Red, White and Brass

Rated PG

It’s unusual to go to a film premiere and have someone onstage say “Let us pray” – to applause from the audience! – but that’s what happened at the Sydney premiere of Red, White and Brass earlier this month at the Sydney Film Festival. 

For the next 90 minutes, the State Theatre became an outpost of Tongan cultural pride, faith and joy, and we were all feeling the māfana (see the film and you’ll know what I mean). Red, White and Brass tells the story of possibly the most unlikely marching band ever, created in New Zealand in the lead-up to the 2011 Rugby World Cup. As the film itself says, “Straight up, this actually happened”.

What also happened is that most of those involved were members of Wellington’s Wesleyan Tongan congregation, so viewers get to see everyday people of faith in a modern movie depicted with humour and love, and it’s just gold.
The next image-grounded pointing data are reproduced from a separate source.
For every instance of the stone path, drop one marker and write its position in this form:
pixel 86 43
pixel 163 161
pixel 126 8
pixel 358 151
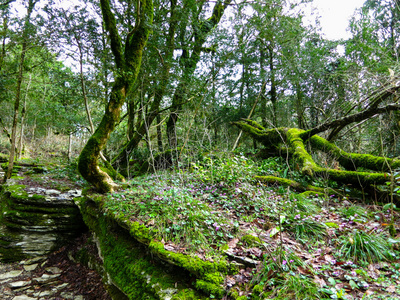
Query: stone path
pixel 22 281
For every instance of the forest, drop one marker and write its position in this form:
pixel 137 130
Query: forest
pixel 232 130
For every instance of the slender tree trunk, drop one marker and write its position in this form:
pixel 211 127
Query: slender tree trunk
pixel 159 134
pixel 4 38
pixel 23 113
pixel 10 167
pixel 70 147
pixel 189 65
pixel 127 61
pixel 122 159
pixel 272 92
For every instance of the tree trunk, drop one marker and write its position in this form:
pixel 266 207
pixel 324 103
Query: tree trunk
pixel 127 61
pixel 189 63
pixel 25 33
pixel 122 159
pixel 21 133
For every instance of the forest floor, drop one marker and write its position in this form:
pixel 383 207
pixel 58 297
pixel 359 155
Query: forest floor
pixel 289 245
pixel 73 280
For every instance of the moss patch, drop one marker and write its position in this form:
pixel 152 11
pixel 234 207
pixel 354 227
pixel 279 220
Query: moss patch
pixel 141 266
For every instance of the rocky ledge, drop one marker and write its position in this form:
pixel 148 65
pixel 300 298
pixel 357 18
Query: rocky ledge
pixel 36 221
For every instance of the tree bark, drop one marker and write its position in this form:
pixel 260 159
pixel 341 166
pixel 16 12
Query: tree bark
pixel 25 33
pixel 127 61
pixel 122 159
pixel 189 65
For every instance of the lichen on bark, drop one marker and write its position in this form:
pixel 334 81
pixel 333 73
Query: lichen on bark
pixel 127 61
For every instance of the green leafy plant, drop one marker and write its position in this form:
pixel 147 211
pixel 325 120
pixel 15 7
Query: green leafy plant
pixel 366 247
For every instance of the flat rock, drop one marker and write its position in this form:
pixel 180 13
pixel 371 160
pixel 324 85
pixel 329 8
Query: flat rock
pixel 33 260
pixel 52 192
pixel 53 270
pixel 45 279
pixel 19 284
pixel 11 274
pixel 23 297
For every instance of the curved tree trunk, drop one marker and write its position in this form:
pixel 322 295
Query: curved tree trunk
pixel 25 34
pixel 128 63
pixel 189 62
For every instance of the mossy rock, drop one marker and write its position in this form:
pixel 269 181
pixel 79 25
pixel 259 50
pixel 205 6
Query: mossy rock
pixel 141 267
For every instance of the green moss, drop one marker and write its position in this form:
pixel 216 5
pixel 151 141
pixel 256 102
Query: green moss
pixel 210 288
pixel 307 194
pixel 250 240
pixel 139 268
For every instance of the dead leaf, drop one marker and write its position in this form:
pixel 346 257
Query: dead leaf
pixel 319 281
pixel 232 243
pixel 391 289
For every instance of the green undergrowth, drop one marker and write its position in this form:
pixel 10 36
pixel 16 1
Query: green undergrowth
pixel 239 238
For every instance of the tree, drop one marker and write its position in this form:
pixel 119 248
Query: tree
pixel 127 59
pixel 191 44
pixel 24 47
pixel 292 141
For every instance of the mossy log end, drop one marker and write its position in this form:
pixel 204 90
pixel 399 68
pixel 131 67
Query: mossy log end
pixel 128 61
pixel 293 140
pixel 289 183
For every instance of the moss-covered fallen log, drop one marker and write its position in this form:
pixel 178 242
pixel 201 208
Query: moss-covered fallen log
pixel 293 140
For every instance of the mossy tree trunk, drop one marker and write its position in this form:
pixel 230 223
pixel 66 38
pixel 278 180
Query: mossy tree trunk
pixel 121 160
pixel 189 62
pixel 20 77
pixel 127 59
pixel 292 140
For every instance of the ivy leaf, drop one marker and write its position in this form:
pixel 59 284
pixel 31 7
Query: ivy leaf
pixel 353 284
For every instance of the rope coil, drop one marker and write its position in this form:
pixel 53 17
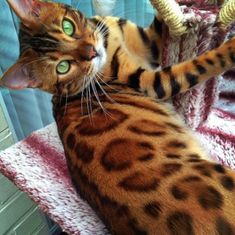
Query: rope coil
pixel 227 14
pixel 172 15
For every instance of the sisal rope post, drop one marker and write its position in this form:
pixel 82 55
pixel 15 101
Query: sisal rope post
pixel 173 16
pixel 227 14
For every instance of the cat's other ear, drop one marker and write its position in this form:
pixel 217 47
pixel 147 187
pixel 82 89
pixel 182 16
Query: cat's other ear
pixel 19 76
pixel 26 10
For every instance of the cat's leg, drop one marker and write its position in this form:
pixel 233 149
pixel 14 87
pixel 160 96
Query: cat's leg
pixel 177 78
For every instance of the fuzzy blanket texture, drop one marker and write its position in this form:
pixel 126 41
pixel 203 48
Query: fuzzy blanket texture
pixel 37 164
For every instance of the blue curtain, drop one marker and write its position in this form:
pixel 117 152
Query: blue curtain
pixel 30 109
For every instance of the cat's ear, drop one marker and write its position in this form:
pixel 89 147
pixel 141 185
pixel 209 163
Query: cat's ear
pixel 26 10
pixel 18 76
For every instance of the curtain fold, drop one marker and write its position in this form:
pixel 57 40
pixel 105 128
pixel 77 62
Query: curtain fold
pixel 30 109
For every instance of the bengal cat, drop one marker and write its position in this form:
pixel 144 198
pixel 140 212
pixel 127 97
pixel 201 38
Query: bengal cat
pixel 129 155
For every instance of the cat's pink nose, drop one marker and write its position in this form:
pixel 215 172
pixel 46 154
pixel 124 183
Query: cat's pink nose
pixel 91 52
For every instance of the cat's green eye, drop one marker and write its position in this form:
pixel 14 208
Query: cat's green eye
pixel 68 27
pixel 63 67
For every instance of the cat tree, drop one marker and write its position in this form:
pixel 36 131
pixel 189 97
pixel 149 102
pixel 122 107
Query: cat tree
pixel 37 164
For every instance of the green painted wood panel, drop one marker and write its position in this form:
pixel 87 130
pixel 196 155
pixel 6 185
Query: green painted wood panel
pixel 3 122
pixel 6 139
pixel 29 223
pixel 13 211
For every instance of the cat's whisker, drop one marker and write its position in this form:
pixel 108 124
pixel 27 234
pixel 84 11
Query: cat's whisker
pixel 105 83
pixel 97 96
pixel 66 102
pixel 82 96
pixel 104 92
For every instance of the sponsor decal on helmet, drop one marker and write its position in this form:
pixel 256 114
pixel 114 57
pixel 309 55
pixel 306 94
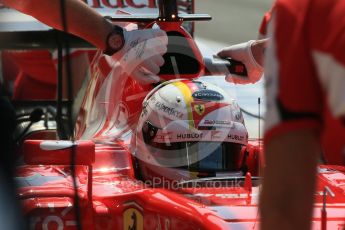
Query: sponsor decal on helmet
pixel 199 109
pixel 236 137
pixel 208 95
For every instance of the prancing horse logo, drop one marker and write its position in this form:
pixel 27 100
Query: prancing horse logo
pixel 199 109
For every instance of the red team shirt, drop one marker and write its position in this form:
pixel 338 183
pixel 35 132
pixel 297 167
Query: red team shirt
pixel 305 71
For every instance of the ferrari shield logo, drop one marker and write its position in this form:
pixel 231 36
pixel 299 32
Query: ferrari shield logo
pixel 133 220
pixel 199 109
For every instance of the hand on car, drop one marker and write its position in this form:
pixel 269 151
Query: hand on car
pixel 142 55
pixel 245 52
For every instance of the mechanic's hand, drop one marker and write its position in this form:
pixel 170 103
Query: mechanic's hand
pixel 243 52
pixel 142 54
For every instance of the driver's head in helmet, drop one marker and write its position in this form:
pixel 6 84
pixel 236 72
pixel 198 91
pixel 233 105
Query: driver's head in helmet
pixel 189 129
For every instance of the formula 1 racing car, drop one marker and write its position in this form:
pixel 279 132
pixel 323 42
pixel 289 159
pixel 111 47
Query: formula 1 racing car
pixel 175 155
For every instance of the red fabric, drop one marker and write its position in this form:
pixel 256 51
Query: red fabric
pixel 301 28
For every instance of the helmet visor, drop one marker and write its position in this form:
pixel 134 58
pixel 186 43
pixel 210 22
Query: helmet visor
pixel 199 156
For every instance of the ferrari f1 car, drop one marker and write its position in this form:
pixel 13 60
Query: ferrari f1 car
pixel 171 156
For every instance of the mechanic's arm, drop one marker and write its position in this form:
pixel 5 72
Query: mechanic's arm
pixel 251 54
pixel 289 180
pixel 82 20
pixel 88 24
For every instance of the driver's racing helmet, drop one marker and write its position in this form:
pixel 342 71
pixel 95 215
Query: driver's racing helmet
pixel 189 129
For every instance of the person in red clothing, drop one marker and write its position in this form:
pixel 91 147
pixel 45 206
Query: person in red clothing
pixel 305 84
pixel 85 22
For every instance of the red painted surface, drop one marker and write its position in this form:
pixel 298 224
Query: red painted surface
pixel 117 195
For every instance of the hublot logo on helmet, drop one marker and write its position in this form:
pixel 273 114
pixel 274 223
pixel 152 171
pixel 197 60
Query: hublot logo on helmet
pixel 208 95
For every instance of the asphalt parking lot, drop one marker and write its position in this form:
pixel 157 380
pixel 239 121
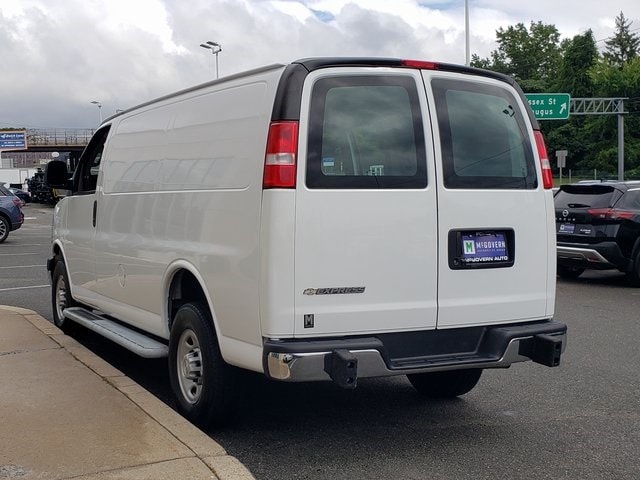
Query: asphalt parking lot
pixel 578 421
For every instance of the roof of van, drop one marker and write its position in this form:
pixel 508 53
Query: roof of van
pixel 287 104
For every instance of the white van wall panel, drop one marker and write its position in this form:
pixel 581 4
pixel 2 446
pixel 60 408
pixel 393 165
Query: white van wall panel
pixel 191 195
pixel 277 267
pixel 484 296
pixel 552 253
pixel 381 239
pixel 491 295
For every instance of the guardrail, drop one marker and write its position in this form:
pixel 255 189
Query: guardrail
pixel 58 137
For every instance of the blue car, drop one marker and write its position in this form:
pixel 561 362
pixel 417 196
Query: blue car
pixel 11 216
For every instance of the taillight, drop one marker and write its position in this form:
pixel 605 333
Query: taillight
pixel 420 64
pixel 610 214
pixel 280 158
pixel 547 176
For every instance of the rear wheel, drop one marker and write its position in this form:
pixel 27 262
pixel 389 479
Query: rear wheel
pixel 61 297
pixel 449 384
pixel 4 228
pixel 203 383
pixel 565 271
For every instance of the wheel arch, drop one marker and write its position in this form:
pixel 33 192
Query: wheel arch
pixel 183 283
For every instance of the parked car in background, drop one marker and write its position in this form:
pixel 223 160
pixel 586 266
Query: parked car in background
pixel 598 227
pixel 21 194
pixel 11 216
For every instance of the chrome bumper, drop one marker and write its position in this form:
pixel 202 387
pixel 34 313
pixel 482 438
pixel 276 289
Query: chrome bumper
pixel 294 366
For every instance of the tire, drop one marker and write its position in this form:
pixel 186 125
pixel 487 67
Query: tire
pixel 565 271
pixel 205 386
pixel 449 384
pixel 61 297
pixel 5 228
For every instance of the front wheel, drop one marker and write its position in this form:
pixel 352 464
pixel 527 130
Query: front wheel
pixel 449 384
pixel 61 297
pixel 203 383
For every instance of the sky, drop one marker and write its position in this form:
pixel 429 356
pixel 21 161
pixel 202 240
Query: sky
pixel 57 56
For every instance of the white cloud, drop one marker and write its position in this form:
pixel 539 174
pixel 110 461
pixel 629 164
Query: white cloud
pixel 58 55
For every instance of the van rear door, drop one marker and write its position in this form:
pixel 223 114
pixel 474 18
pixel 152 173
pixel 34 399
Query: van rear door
pixel 494 220
pixel 366 216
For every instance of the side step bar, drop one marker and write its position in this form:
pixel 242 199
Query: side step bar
pixel 130 339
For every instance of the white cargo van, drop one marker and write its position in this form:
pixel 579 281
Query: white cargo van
pixel 330 219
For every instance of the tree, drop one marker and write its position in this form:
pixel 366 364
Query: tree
pixel 531 56
pixel 623 46
pixel 580 55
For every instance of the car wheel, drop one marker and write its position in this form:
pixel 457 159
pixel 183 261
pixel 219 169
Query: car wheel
pixel 203 383
pixel 61 297
pixel 449 384
pixel 565 271
pixel 5 227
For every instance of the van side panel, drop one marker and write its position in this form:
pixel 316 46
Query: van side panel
pixel 182 180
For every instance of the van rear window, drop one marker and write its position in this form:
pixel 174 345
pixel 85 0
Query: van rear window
pixel 483 136
pixel 366 132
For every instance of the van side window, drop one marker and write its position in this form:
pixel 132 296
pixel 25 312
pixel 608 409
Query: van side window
pixel 366 132
pixel 85 178
pixel 483 137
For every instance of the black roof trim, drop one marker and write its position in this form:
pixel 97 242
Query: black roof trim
pixel 289 93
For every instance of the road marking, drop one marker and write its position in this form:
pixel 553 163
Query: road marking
pixel 25 266
pixel 23 288
pixel 17 254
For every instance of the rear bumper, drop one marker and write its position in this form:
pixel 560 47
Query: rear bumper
pixel 605 255
pixel 346 359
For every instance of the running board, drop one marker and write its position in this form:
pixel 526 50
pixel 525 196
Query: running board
pixel 132 340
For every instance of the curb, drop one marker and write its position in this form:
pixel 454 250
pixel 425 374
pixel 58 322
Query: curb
pixel 211 453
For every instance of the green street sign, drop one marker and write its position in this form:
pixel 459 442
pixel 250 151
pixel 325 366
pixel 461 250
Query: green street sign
pixel 549 106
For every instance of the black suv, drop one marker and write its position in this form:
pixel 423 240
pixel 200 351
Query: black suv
pixel 598 227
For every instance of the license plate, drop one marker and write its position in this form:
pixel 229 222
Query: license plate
pixel 566 228
pixel 484 248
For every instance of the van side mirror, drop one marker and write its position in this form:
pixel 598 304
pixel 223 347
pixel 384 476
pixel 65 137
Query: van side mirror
pixel 56 174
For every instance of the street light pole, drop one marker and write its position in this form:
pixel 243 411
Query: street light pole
pixel 215 48
pixel 466 32
pixel 95 102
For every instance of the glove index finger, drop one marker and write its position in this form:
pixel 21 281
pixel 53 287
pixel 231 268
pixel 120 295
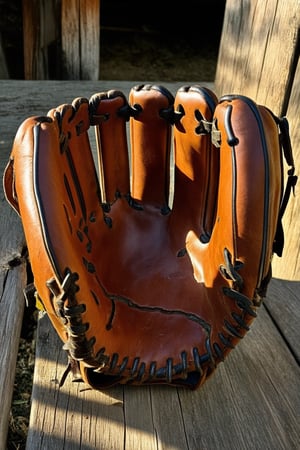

Co-writer Halaifonua Finau was a central figure in the original story, and is recreated here as Maka, a brash young guy who is desperate to go to the Tonga v France World Cup match but can’t get tickets. So, he hatches a plan to form a marching band with his Tongan churchmates in order to get a gig as pre-match entertainment and see the game that way. The only problem is they can’t play the instruments, and there’s only six weeks until the game.


Crazy? Just a little bit.

The best part is, the group’s determination to see the game morphs into a desire to represent the Tongan community with pride in their culture. Even though Maka, the son of the church’s minister, is pretty self-focused and not good at pitching in, his great plan won’t work unless everyone thinks and works together – including him.

The band is a mess and they’re using plastic bottles to practise their embouchures, but God will provide, Maka says. Amazingly, he does – and a few mildly miraculous things happen along the way as we’re taken along for a hilarious and joyous ride.

Halaifonua Finau’s real-life pastor father and his mother appear as Maka’s parents, and they’re natural performers: funny and faithful, impatient and godly, sometimes all at once. The mainly Tongan cast wholeheartedly shares their story and their life with us, and in watching we become part of this community, wrapped up in a huge cultural embrace.

To say more would be to give away too much, but the fact that a film has been made of this journey should give you a clue as to how things play out. To watch the band sing Jesus’ praises in Tongan before they go out and perform is worth the price of admission alone.

To put it simply, Red, White and Brass provides old-school entertainment that is heartfelt, uncomplicated and a ripping good time. You’ll love it.